Marvel
Writer: Ed Brubaker
Art: Steve Epting, Michael Lark, Mike Perkins
Colours: Frank D’Armata
The Winter Soldier storyline is a prime example of a comic property handled intelligently without completely forsaking its history, and indeed a more than serviceable slice of science fiction. Captain America is vocally conflicted by S.H.I.E.L.D. procedures yet works alongside the agency through an ingrained but dated loyalty to his country. The Winter Soldier is evidence of what such blind, patriotic obedience produces.
Volume 1 of ‘Winter Soldier’ finished with the excellent tangent story ‘The Lonesome Death of Jack Munroe.’ We find out that Munroe has been framed with the assassination of the Red Skull and the bombing in Philadelphia. And then there’s the new Ruskie scoundrel on the block, Aleksander Lukin, whose possession of the Cosmic Cube appears to be rapidly diminishing his sanity.

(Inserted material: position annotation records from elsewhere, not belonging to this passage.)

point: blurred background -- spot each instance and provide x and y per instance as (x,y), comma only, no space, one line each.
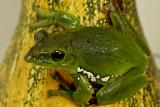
(148,13)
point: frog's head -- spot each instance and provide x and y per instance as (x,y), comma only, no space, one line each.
(52,51)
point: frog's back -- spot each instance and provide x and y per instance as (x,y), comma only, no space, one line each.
(103,51)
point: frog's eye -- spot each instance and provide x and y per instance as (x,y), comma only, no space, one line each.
(57,56)
(40,35)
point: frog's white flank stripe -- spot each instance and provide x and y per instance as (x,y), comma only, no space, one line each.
(105,79)
(89,74)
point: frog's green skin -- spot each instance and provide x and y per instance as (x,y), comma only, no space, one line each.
(94,54)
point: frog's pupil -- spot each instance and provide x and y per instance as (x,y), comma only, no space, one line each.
(57,56)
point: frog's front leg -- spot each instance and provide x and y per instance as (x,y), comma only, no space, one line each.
(84,89)
(82,94)
(123,87)
(64,19)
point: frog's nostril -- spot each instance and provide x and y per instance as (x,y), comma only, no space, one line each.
(27,58)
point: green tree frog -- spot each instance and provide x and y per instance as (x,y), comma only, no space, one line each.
(109,57)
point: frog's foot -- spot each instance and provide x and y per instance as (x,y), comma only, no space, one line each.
(117,4)
(64,19)
(121,88)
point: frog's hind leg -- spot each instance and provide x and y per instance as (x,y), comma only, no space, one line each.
(123,87)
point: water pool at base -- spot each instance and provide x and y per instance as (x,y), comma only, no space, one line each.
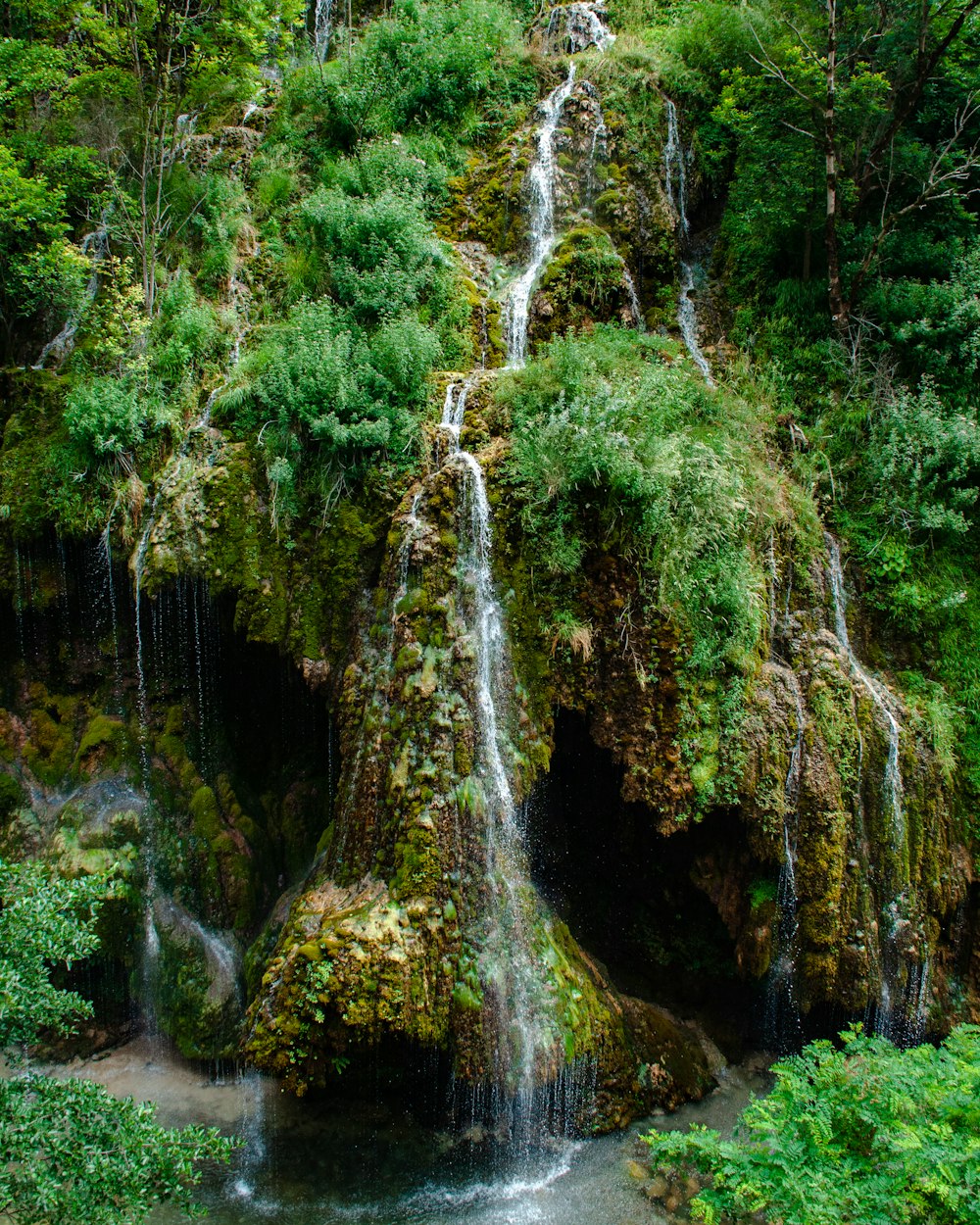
(368,1162)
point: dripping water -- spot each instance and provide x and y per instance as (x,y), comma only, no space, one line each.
(540,223)
(508,958)
(903,1007)
(574,27)
(675,181)
(783,1023)
(322,28)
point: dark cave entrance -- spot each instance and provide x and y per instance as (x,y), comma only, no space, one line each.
(627,892)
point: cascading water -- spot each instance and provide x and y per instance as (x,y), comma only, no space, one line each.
(322,27)
(675,182)
(540,224)
(508,959)
(783,1025)
(574,27)
(902,1010)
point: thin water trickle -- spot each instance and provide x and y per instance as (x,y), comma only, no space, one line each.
(508,958)
(366,1164)
(322,28)
(675,182)
(540,180)
(576,27)
(783,1020)
(903,1007)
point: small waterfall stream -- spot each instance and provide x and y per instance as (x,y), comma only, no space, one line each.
(508,958)
(540,224)
(783,1022)
(675,182)
(574,27)
(322,28)
(902,1010)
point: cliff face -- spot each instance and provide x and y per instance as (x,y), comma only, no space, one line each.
(318,750)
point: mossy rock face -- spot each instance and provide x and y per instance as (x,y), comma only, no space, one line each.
(211,519)
(195,985)
(584,283)
(873,887)
(393,934)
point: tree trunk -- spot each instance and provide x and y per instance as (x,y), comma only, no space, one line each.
(839,308)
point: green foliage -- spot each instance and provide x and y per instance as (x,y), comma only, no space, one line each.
(72,1152)
(40,272)
(44,921)
(421,64)
(925,460)
(612,445)
(866,1135)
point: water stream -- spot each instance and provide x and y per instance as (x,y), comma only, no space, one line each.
(675,184)
(903,1005)
(322,27)
(508,958)
(370,1162)
(783,1022)
(540,179)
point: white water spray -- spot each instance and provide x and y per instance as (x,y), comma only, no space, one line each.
(902,1012)
(322,28)
(675,182)
(574,27)
(540,179)
(508,958)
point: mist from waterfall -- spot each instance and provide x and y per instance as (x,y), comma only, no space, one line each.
(902,1009)
(675,184)
(540,180)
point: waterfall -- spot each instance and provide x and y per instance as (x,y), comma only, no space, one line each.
(783,1025)
(675,172)
(574,27)
(322,19)
(508,959)
(902,1010)
(540,224)
(96,246)
(880,695)
(598,151)
(675,184)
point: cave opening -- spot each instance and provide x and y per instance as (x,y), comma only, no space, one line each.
(628,893)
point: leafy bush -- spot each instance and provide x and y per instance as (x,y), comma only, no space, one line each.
(72,1152)
(599,429)
(866,1135)
(426,64)
(925,460)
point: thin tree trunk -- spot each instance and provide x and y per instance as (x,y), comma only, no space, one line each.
(839,309)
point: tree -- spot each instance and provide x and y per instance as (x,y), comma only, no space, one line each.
(867,1136)
(40,272)
(70,1151)
(854,79)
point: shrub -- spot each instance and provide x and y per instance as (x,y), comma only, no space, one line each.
(866,1135)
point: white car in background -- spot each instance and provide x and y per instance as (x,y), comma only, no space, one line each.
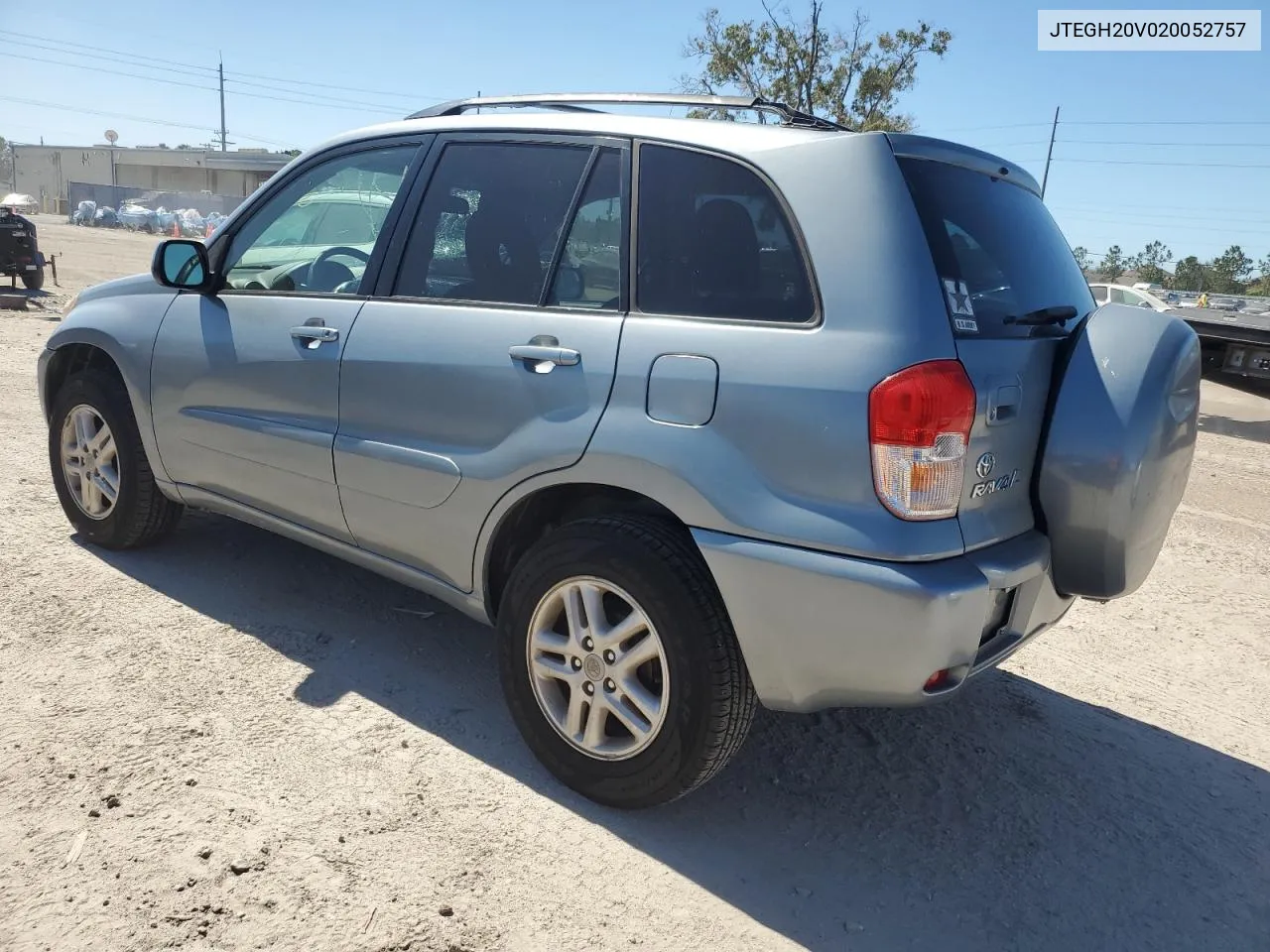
(1124,295)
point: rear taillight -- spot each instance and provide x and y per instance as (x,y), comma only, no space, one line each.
(919,429)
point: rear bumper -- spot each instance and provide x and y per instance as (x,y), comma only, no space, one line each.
(821,630)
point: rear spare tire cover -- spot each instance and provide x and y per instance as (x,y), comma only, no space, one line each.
(1119,448)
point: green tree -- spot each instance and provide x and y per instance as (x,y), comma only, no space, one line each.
(1189,275)
(1112,264)
(851,76)
(1150,262)
(1229,271)
(1261,286)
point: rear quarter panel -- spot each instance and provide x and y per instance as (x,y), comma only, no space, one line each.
(785,454)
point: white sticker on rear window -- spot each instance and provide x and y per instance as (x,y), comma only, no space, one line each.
(959,298)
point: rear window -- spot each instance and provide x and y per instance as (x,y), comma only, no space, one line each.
(712,241)
(996,249)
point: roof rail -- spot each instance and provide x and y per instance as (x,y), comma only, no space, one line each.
(579,102)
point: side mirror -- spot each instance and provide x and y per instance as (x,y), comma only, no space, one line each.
(182,264)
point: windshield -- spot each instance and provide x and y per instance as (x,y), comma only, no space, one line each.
(997,250)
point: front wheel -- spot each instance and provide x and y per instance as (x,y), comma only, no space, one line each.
(100,470)
(619,661)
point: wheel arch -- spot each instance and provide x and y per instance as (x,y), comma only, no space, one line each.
(524,517)
(75,349)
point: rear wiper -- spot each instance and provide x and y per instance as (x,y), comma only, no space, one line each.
(1046,315)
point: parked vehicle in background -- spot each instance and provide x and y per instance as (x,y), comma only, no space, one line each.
(608,382)
(84,213)
(1133,298)
(19,250)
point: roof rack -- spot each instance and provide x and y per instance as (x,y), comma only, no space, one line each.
(580,102)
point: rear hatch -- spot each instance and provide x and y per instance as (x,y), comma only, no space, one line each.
(1084,419)
(1007,276)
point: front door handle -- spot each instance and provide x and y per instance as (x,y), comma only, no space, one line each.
(541,358)
(316,334)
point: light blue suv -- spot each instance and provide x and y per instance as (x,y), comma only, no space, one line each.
(698,414)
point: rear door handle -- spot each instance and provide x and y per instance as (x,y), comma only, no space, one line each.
(316,334)
(544,357)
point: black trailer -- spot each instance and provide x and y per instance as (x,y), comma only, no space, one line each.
(1234,341)
(19,252)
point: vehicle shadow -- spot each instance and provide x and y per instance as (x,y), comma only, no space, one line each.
(1014,817)
(1257,430)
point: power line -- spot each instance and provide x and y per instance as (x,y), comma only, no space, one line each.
(1157,204)
(1171,216)
(169,123)
(1234,229)
(126,59)
(1169,122)
(113,72)
(1153,145)
(209,72)
(1150,162)
(317,103)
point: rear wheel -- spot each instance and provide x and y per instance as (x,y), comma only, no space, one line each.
(100,470)
(619,661)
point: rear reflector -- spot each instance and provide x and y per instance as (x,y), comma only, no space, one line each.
(919,428)
(938,680)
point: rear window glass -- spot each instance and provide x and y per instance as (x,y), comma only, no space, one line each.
(996,249)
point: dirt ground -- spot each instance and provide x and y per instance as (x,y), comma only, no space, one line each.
(230,742)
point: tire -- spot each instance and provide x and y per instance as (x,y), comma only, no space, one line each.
(141,513)
(706,694)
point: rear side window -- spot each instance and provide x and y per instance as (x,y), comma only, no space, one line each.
(712,241)
(490,221)
(996,249)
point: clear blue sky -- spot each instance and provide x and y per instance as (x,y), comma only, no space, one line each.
(993,90)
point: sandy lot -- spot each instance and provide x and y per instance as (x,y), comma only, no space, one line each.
(230,742)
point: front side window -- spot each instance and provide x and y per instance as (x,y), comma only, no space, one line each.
(490,222)
(712,241)
(318,232)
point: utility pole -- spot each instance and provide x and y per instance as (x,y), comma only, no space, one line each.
(223,134)
(1053,131)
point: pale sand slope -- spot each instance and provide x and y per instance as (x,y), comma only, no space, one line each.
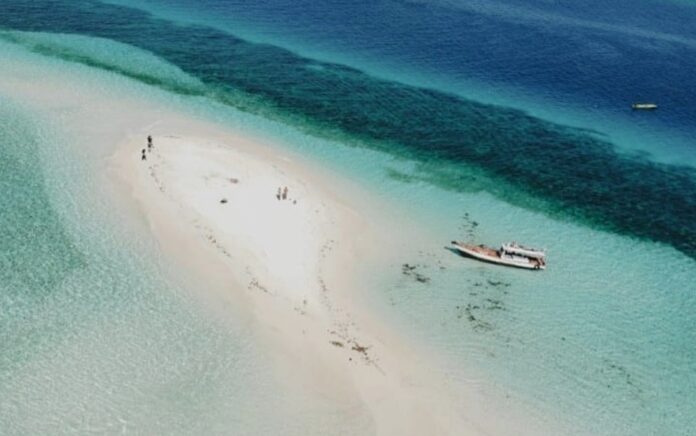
(293,259)
(286,248)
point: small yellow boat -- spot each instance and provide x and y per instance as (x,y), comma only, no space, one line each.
(644,106)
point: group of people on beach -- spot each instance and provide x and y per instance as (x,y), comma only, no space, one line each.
(149,148)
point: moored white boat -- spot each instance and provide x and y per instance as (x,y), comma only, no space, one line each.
(510,254)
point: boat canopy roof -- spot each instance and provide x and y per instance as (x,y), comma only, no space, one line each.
(514,248)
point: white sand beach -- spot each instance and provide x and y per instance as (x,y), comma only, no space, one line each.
(207,195)
(292,259)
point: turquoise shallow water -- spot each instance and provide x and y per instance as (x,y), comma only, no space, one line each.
(99,335)
(601,343)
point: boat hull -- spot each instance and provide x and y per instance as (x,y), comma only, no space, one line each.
(487,255)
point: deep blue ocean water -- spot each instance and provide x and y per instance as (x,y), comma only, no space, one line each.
(527,102)
(577,173)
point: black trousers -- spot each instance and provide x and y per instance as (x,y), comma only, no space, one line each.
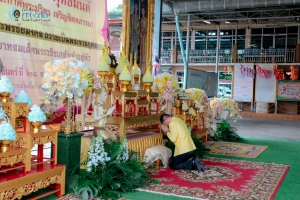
(182,161)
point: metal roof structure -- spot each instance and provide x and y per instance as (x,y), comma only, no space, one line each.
(206,14)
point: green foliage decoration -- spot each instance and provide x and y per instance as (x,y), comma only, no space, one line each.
(200,147)
(116,13)
(226,132)
(111,170)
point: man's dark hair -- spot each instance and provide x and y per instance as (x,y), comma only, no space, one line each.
(163,117)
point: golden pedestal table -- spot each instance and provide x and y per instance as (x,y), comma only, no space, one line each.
(22,173)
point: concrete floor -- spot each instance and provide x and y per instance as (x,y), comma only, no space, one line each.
(267,128)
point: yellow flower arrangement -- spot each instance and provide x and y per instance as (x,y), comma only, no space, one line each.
(161,82)
(218,105)
(198,96)
(167,86)
(66,78)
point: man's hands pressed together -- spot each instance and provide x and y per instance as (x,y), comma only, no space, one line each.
(164,128)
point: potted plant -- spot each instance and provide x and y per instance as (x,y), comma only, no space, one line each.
(6,88)
(36,117)
(7,133)
(23,97)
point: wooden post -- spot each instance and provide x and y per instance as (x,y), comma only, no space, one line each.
(297,53)
(174,54)
(234,54)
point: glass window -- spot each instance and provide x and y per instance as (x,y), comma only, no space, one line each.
(281,30)
(214,32)
(200,43)
(292,41)
(226,32)
(255,31)
(292,29)
(268,30)
(211,43)
(200,33)
(241,42)
(166,44)
(225,43)
(167,34)
(241,32)
(280,42)
(255,42)
(267,42)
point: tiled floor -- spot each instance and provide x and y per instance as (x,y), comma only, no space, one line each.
(267,128)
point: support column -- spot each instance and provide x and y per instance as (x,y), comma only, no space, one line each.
(234,54)
(193,40)
(297,53)
(217,49)
(182,50)
(248,38)
(174,54)
(68,151)
(156,45)
(187,39)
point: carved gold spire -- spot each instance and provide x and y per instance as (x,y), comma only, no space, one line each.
(136,71)
(147,78)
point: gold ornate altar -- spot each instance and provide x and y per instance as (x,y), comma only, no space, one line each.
(21,172)
(196,121)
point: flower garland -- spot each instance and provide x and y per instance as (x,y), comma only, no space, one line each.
(97,155)
(36,114)
(23,97)
(6,85)
(7,132)
(218,105)
(66,78)
(198,96)
(167,86)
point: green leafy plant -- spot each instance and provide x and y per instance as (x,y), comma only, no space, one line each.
(226,132)
(200,147)
(111,170)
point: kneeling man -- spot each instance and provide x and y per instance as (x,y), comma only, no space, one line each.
(178,133)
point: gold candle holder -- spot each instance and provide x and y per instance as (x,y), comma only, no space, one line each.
(147,86)
(36,126)
(178,103)
(124,85)
(5,145)
(5,96)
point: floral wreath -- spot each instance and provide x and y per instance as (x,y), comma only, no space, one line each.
(218,105)
(167,86)
(67,78)
(198,96)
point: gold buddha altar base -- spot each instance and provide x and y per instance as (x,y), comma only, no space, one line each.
(142,143)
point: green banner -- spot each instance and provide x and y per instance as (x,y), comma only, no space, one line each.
(288,90)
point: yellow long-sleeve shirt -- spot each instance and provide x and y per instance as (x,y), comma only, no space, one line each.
(180,136)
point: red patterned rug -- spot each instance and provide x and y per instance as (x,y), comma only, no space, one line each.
(223,179)
(235,149)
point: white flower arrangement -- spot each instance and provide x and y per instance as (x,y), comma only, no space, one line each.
(6,130)
(23,97)
(97,154)
(6,85)
(192,111)
(167,86)
(198,96)
(124,155)
(66,78)
(36,114)
(184,105)
(218,105)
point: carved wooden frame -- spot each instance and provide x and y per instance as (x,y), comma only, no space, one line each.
(126,29)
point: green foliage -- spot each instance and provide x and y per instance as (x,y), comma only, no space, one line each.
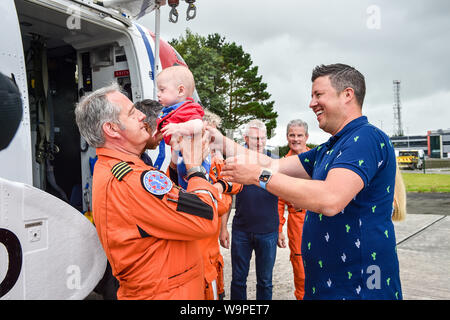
(226,80)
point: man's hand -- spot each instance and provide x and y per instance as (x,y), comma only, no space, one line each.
(216,138)
(281,240)
(175,129)
(192,150)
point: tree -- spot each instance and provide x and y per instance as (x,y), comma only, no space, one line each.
(227,81)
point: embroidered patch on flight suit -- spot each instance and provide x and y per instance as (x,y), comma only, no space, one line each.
(155,182)
(120,170)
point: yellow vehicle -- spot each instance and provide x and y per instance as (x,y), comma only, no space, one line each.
(412,159)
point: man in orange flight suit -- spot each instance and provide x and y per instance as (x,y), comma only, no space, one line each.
(297,135)
(148,227)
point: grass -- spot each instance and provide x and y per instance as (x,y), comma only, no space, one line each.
(430,182)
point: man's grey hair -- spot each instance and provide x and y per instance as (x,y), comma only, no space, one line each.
(151,109)
(93,111)
(297,123)
(255,123)
(343,76)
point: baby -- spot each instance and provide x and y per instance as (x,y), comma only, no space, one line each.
(181,116)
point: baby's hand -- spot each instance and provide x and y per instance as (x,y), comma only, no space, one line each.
(175,129)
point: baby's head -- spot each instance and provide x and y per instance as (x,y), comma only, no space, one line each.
(175,84)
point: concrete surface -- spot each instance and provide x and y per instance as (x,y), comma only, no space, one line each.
(423,249)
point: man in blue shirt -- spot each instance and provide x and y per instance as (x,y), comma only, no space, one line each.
(255,228)
(347,186)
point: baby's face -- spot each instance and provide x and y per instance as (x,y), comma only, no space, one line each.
(168,92)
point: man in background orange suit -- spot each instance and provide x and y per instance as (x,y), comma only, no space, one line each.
(297,135)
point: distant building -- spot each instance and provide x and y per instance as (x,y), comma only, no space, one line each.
(436,144)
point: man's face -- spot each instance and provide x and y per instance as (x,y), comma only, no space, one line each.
(297,138)
(327,104)
(132,127)
(256,139)
(168,91)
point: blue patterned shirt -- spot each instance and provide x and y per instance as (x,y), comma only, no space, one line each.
(352,255)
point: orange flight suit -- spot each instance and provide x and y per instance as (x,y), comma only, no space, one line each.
(148,237)
(294,230)
(212,258)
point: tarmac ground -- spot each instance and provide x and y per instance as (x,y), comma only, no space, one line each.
(423,248)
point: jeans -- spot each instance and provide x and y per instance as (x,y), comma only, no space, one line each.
(242,245)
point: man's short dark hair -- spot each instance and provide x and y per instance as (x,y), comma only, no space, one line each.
(151,109)
(343,76)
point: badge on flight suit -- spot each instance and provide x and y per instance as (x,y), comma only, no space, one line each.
(156,183)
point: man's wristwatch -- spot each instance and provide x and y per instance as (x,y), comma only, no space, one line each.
(195,169)
(264,177)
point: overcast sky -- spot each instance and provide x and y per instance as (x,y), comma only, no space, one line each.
(406,40)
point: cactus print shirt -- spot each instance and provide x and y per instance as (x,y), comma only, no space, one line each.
(352,255)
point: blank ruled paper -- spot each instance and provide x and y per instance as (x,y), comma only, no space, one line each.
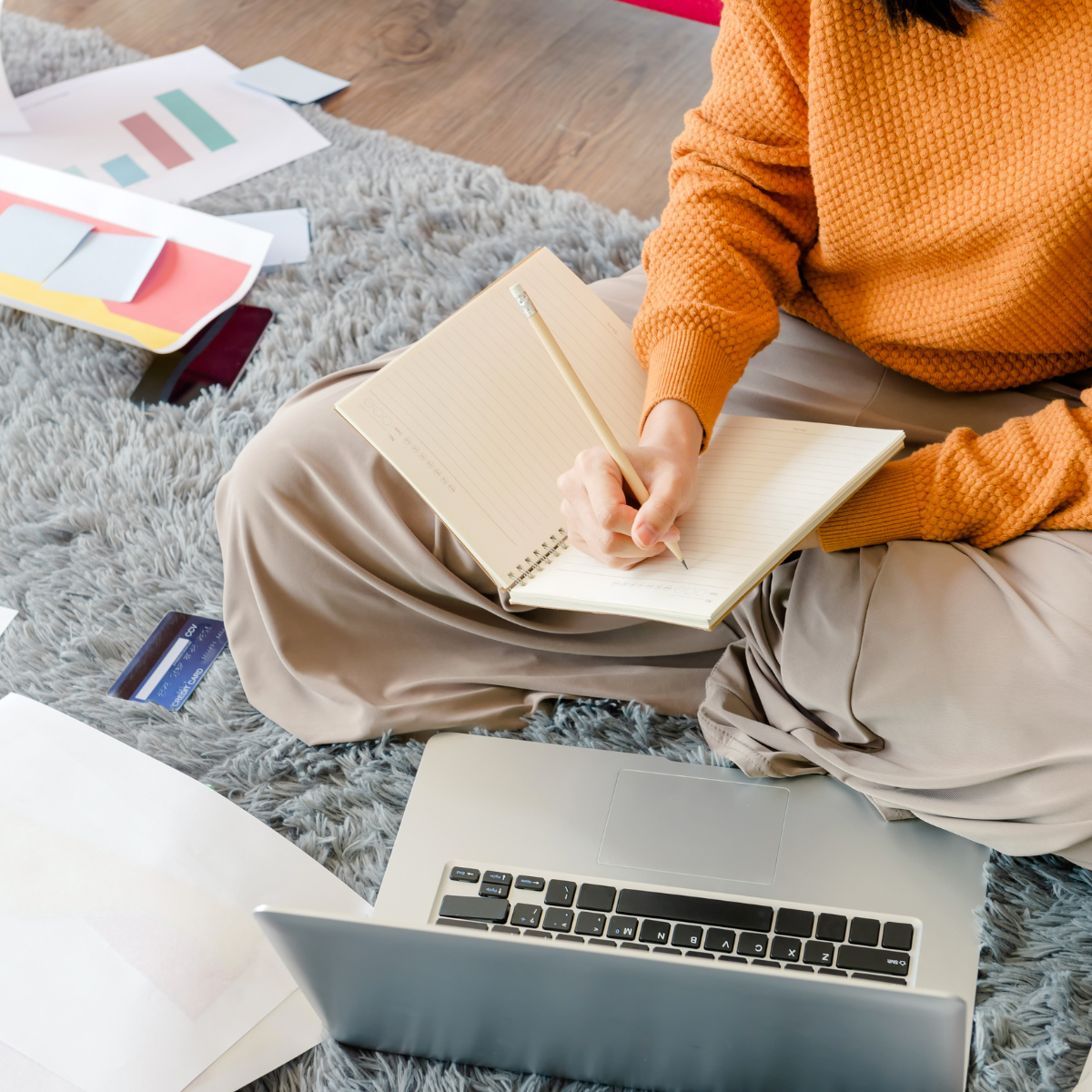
(479,420)
(763,486)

As with much of his mainstream superhero work, I often get the feeling that Ed Brubaker would rather write something a little more risqué and less genre specific. He’s definitely more in his element when conceiving ways for the sociopathic Crossbones to kill faceless G.I.’s than writing the dialogue between Steve Rogers and Sharon Carter. His decision to combine the Cosmic Cube, an old Marvel plot-device which grants its bearer God-like powers and is therefore the Golden Fleece for all respectable supervillains, with a darker and more grounded World War II plot.
The flashback sequences, which worked so well in the first act of Winter Soldier, do become a tad overwhelming, burgeoning and convoluting what is a relatively simple tale. It’s also mildly amusing that Cap refuses to believe the identity of the Winter Soldier – as someone who has cheated death himself and is bordered by allies and enemies who’ve also risen from the grave, he’s awfully narrow-minded.
As is often the way with these tales, Brubaker’s set up in Winter Soldier has been so capably executed that the anticipated face-off between Cap and his erstwhile sidekick is somewhat anticlimactic. But with numerous loose ends remaining, this book merely marks the end of the beginning of Brubaker’s supreme run.